In this article I take a ‘stripped back’ look at Trust at work. Some of the fundamental concepts I cover briefly include; awareness, integrity, results and trust as a doing word.
Trust is central to healthy relationships, performance and engagement at work. Having said that, trust is often hard to define. It is however very easy to see when trust is absent in a workplace. Trust is more than a reassuring feeling. It is a doing word. Trust is built on trustworthiness.
Like most strategies for improving interpersonal relationships, it all begins with a long hard look in the mirror. For the leader this means becoming secure and authentic in their role. This is much easier to do when you are ‘leading on purpose’. A definite sense of purpose provides an unchanging sense of core meaning to anchor decisions and actions to. If a leader is not secure within themselves it will be nearly impossible for them to build high levels of trust among their team.

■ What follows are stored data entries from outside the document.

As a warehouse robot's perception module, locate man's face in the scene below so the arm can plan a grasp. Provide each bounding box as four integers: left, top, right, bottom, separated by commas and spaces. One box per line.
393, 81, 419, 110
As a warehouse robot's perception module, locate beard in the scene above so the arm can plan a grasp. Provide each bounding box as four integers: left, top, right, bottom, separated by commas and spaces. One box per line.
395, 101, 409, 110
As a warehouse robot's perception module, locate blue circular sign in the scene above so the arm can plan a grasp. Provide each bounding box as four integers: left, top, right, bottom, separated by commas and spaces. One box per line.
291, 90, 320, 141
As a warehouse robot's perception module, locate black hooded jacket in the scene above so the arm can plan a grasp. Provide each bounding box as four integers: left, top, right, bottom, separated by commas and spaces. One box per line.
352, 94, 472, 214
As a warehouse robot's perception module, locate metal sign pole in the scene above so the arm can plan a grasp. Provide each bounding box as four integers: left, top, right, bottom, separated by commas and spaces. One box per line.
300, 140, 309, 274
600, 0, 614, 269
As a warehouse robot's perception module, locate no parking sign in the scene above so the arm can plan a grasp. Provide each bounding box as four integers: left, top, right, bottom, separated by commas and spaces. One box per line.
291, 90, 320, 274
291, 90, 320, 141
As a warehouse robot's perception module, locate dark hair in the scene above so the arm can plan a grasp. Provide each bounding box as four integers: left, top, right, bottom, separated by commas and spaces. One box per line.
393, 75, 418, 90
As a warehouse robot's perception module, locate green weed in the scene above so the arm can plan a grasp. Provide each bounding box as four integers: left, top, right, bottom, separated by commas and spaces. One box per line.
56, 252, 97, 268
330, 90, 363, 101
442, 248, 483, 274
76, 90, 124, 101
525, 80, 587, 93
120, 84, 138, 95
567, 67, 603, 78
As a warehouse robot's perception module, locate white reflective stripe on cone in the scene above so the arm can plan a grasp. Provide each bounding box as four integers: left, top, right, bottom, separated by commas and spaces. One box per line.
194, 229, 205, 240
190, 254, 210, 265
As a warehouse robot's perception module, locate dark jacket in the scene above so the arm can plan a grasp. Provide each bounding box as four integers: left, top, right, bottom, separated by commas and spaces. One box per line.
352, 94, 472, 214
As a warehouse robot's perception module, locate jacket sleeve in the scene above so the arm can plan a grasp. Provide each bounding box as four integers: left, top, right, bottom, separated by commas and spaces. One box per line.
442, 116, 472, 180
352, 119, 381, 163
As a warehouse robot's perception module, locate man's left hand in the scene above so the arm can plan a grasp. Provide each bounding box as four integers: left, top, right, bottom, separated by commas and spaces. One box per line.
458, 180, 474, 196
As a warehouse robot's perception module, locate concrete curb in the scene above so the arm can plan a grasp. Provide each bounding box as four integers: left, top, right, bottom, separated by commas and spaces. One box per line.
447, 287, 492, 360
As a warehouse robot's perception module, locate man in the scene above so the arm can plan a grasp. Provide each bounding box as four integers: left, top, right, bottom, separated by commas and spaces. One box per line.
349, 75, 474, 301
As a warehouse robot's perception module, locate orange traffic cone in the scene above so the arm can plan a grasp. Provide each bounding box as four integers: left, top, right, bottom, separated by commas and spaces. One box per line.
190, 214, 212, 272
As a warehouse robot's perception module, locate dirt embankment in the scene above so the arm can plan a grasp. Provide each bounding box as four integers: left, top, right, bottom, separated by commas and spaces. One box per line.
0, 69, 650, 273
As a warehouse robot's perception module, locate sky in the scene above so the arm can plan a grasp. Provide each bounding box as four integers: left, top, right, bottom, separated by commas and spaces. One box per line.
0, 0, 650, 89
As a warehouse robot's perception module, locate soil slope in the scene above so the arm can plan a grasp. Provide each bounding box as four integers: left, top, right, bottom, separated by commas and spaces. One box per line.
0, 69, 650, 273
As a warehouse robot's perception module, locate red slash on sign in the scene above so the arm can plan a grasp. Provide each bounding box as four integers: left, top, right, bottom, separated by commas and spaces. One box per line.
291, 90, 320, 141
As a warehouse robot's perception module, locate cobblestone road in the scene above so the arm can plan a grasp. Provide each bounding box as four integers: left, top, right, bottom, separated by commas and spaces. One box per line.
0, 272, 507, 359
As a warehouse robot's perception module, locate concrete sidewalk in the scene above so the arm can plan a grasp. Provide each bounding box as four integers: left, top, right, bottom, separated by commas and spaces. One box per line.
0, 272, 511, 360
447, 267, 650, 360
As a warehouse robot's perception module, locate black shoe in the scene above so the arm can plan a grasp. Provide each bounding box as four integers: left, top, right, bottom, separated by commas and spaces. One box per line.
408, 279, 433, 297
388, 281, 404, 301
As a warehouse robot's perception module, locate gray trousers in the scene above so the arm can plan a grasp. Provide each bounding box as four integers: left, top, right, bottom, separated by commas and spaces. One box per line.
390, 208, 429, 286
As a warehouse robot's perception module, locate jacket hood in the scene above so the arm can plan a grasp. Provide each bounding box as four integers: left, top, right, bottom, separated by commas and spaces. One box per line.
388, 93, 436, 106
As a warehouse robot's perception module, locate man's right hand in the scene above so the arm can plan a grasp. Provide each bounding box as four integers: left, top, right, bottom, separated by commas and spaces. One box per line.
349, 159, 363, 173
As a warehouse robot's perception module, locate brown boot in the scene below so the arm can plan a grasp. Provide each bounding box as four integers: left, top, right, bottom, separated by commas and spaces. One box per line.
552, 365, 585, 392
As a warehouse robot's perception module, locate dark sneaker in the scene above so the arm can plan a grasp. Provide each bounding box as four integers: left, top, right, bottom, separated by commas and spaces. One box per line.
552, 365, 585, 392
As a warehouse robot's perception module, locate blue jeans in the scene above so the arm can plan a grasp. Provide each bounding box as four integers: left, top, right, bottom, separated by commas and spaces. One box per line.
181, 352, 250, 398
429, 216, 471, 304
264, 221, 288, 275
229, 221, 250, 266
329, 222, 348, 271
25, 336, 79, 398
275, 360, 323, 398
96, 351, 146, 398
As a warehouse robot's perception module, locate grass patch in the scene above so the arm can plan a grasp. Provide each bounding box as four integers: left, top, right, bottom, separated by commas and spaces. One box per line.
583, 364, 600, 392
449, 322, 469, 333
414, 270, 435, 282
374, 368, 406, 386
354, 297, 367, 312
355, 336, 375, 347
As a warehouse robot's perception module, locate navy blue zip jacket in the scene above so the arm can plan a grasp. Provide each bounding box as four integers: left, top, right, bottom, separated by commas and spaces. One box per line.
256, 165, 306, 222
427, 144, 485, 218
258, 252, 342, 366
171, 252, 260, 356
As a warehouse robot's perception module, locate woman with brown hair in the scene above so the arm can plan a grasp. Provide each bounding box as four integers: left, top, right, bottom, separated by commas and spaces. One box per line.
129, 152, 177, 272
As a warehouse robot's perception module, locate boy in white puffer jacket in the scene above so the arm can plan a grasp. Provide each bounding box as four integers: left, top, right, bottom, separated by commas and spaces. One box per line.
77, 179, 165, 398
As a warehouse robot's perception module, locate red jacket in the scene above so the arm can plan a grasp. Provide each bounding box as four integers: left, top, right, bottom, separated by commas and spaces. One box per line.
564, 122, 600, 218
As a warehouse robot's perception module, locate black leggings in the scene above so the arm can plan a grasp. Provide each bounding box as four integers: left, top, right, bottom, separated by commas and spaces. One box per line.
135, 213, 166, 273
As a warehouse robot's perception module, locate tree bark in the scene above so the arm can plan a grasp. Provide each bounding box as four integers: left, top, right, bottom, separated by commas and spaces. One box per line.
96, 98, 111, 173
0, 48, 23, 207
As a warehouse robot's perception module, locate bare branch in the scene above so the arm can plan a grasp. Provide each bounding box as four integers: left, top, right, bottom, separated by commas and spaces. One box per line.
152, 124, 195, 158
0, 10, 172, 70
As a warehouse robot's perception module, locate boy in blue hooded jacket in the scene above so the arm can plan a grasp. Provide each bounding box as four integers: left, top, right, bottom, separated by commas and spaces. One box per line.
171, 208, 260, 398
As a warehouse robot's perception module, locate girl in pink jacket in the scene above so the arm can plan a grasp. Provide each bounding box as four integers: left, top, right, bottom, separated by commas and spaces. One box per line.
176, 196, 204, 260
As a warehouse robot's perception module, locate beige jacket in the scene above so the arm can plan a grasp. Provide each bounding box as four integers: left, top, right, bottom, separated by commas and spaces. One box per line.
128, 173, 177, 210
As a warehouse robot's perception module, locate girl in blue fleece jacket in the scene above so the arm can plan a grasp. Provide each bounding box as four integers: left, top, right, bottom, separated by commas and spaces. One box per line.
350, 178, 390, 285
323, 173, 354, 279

Self-awareness also plays a key role in developing trust. Leaders need to become aware of their strengths and limitation. They need to consider how they come across to others and how they are perceived by them. To undertake such an examination requires a robust self-esteem to ensure they can cope with any disappointments they find. Without a healthy self-esteem, most people won’t begin the ‘self-examination’ required to develop self-awareness. Self-esteem is needed for a person to feel that they can fix any weaknesses they find from self-examination. Without this self-belief, people don’t tend to engage in self-examination. It is a great self-development catch 22.
The next thing to consider is how people ‘judge’ each other as being trustworthy, or not. Such judgements are based the other person’s behaviour, not just what they say. A person’s behaviour gives great insight into their character and their ability to achieve results. When it comes to assessing trustworthiness people not only want evidence of honesty integrity and truthfulness, they also want evidence of a person’s ability to achieve results.

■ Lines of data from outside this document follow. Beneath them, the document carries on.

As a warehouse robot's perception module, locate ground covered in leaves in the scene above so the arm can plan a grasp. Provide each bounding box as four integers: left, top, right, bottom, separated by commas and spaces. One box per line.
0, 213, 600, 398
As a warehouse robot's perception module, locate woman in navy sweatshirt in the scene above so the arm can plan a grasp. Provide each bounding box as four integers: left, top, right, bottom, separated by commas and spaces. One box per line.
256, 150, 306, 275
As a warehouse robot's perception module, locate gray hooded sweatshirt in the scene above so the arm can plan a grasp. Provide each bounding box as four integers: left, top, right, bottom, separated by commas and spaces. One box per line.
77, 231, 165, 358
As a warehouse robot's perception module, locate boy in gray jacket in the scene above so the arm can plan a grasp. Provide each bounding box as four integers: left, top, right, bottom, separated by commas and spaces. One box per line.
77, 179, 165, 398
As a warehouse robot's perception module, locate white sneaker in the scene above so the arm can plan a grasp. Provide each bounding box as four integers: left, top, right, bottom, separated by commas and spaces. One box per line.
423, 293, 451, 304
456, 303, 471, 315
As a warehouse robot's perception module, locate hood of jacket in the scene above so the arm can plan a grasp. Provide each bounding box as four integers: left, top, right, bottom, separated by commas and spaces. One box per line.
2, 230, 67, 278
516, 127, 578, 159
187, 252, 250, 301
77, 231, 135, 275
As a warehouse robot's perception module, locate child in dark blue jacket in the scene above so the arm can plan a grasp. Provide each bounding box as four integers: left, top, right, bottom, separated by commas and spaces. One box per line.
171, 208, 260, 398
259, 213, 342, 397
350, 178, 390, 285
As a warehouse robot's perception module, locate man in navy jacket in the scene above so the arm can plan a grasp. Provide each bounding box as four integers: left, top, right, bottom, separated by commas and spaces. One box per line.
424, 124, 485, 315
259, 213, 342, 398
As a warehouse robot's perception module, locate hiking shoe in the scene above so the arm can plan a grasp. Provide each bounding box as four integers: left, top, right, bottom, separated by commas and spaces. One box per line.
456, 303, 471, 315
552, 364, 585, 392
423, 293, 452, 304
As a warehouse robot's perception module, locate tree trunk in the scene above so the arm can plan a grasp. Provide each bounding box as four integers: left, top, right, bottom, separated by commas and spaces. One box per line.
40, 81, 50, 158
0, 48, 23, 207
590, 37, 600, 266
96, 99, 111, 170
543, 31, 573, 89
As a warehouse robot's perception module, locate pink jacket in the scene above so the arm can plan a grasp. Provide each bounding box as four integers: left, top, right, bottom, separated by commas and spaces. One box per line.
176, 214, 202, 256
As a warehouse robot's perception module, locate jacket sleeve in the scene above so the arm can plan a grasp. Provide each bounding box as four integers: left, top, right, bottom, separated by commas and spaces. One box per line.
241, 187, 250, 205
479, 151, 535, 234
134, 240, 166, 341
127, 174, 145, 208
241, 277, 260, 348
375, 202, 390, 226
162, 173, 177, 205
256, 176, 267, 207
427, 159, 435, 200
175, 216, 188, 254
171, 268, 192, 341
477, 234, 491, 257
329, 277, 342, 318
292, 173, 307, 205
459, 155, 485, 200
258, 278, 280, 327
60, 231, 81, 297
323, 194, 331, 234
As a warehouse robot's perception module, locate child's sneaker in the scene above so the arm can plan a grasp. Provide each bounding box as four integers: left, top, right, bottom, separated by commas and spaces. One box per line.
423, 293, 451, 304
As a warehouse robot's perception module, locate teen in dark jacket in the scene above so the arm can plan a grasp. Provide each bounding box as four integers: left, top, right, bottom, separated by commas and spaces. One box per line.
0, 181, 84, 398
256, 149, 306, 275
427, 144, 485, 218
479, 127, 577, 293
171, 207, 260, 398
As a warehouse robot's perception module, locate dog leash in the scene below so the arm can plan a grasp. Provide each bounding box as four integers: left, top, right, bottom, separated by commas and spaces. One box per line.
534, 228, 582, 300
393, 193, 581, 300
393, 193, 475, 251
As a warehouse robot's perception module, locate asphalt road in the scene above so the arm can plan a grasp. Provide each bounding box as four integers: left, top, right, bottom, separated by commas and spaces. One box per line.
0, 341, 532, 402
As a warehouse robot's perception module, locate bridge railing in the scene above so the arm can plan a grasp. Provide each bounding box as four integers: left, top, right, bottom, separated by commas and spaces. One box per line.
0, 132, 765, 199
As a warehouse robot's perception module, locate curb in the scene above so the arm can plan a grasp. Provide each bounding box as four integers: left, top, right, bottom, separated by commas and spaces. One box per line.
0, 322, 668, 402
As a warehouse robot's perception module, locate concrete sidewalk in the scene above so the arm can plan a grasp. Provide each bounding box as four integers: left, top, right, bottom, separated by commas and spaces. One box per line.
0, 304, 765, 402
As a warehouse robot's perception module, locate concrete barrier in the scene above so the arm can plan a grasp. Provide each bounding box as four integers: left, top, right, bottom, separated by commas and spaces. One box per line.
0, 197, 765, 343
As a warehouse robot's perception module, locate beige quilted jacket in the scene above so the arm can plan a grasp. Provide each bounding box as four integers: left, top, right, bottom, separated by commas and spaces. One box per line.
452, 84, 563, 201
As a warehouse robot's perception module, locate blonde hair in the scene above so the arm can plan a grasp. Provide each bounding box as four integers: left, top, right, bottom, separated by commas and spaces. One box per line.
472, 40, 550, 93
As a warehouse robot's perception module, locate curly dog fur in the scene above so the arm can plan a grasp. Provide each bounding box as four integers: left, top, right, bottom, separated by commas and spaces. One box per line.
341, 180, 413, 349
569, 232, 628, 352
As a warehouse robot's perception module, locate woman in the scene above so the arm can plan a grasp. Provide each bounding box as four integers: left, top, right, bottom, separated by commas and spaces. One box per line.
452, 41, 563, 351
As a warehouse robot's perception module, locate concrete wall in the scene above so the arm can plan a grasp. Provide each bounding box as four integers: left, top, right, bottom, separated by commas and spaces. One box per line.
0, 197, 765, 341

Integrity is an important issue in all of this. Integrity can be simply viewed as whether a person keeps the promises they make. A person who operates with integrity is seen as dependable and therefore trustworthy.
Results are equally important. We’ve all worked with the honest person who has the best of intentions but lacks the competence to deliver a dependable quality result. Well-meaning people who can’t deliver the outcome, tend not to be trusted by others to get results.
Trust is a doing word. Trust is built from what a person does personally to be the best person they can PLUS what they do to contribute to positive relationships.
Think about what are you and the members of your team doing to maintain and build trust? So many teams are running on the edge. The relationship asset has not been maintained (or it has been abused). It’s like an engine running without any oil. At any moment the slightest hick-up could stop the engine from running or break it for good.
Maintaining trust in a relationship is like maintaining any asset. If you look after the asset with regular maintenance, it will continue working well. It will be there for you when you need it most. However, if you neglect the asset, it will run down and eventually fail permanently! It’s sad to think that some organisations will put more time and attention into maintaining the company car then they put into maintaining trusting relationships at work.
In order for trust levels to change for the better in your organisation, behaviour has to change. A key part of leadership training should be to encourage leaders to ‘do trust’ and to build a team culture where ‘doing trust’ is the norm rather than the exception.